Porosmedia.com, Bandung — Kebijakan Pemerintah Provinsi Jawa Barat yang memangkas dana bantuan keuangan (bankeu) sebesar Rp1,7 triliun untuk 27 kabupaten/kota memicu gelombang kritik dan kekhawatiran dari berbagai kalangan. Wakil Ketua DPRD Jabar, Ono Surono, secara tegas meminta Gubernur Dedi Mulyadi mengembalikan dana yang dicoret tersebut, dengan menilai keputusan itu tidak partisipatif dan bertentangan dengan hasil musyawarah sebelumnya.
Menurut Ono, pemangkasan itu berdampak langsung pada terhambatnya program-program strategis daerah, seperti pembangunan infrastruktur, pendidikan, kesehatan, dan ketahanan pangan. Ia menilai langkah ini diambil secara sepihak, tanpa proses konsultasi yang memadai, dan hanya menjadikan Musrenbang sebagai agenda seremonial.
Beberapa daerah mengalami penurunan drastis. Kabupaten Cirebon, misalnya, hanya memperoleh Rp24 miliar dari rencana awal Rp143 miliar. Sementara Kabupaten Garut, yang sebelumnya dialokasikan Rp189 miliar, kini hanya menerima Rp38 miliar.
Pemerintah Provinsi beralasan, keputusan ini dilatarbelakangi kondisi fiskal yang menantang dan kebutuhan untuk menjaga stabilitas anggaran. Namun, para kepala daerah menilai bahwa langkah tersebut justru menambah beban dan menimbulkan ketidakpastian dalam perencanaan pembangunan lokal.

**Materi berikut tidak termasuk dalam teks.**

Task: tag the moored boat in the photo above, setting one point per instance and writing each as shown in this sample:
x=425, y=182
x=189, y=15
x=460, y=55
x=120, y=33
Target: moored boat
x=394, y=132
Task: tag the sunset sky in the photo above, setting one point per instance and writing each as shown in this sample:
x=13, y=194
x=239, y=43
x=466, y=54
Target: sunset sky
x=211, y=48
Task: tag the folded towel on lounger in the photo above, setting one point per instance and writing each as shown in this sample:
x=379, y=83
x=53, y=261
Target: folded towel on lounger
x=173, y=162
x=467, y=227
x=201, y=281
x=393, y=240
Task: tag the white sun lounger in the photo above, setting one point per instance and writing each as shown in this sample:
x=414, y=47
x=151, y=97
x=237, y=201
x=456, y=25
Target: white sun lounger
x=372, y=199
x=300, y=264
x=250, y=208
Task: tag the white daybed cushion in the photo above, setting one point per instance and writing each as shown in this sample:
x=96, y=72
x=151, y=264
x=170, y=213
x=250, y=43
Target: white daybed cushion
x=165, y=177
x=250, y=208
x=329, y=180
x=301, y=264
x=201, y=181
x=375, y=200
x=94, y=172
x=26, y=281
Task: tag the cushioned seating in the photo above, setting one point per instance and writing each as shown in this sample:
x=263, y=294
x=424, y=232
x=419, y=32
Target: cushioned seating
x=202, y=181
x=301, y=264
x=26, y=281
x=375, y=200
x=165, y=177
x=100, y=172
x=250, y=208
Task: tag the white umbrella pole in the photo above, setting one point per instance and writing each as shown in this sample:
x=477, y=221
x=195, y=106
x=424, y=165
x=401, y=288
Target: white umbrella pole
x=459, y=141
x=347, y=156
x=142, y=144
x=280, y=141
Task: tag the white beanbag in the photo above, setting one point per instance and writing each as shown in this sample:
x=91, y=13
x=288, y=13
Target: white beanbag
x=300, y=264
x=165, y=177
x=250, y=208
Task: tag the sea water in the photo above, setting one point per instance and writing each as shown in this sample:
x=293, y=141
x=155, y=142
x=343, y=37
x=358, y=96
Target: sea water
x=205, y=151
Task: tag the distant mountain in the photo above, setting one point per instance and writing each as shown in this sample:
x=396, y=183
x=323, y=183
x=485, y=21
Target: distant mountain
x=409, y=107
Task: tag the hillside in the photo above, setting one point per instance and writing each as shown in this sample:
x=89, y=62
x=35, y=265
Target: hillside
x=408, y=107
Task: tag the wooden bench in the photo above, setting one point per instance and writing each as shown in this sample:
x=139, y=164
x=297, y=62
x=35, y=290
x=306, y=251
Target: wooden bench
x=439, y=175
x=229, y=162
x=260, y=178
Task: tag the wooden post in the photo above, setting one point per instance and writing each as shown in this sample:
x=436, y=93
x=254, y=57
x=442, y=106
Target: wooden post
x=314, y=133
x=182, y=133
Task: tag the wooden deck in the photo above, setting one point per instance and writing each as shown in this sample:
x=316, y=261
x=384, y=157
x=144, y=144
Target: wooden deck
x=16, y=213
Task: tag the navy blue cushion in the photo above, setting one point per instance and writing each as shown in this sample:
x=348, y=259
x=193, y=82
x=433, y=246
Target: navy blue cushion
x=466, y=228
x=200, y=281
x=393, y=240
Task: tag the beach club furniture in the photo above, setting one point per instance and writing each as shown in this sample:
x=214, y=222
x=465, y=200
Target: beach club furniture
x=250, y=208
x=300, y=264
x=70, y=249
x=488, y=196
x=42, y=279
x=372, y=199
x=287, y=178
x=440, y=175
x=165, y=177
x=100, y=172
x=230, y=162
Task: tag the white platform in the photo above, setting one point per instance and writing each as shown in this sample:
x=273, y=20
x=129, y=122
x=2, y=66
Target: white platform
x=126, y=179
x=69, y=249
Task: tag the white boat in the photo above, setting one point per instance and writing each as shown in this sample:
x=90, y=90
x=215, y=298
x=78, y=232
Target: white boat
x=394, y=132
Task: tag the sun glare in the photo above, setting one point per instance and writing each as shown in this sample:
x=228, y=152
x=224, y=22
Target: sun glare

Pengamat kebijakan publik, Dr. Satria Nugraha dari Universitas Padjadjaran, menekankan pentingnya transparansi dan dialog antara pemerintah provinsi dan daerah. Ia menyarankan agar Pemprov menyediakan skema kompensasi atau prioritas baru yang disusun secara terbuka.
Sementara itu, kritik dari DPRD Jabar menyoroti lemahnya sistem perencanaan anggaran dan mendesak evaluasi total terhadap kebijakan fiskal provinsi. Mereka mengingatkan bahwa keputusan-keputusan sepihak dapat mengikis kepercayaan publik dan merusak sinergi antarpemerintahan.
Dalam situasi ini, publik menanti komitmen Pemprov untuk menjelaskan arah kebijakan ke depan. Apakah pemangkasan ini akan diimbangi dengan tata kelola anggaran yang lebih akuntabel, atau justru menjadi preseden negatif dalam hubungan pusat-daerah di tingkat provinsi?
Yang jelas, ke depan, Pemprov Jabar dituntut untuk tidak hanya mengejar efisiensi, tetapi juga memastikan keadilan fiskal dan pelibatan publik secara menyeluruh dalam setiap proses perencanaan anggaran.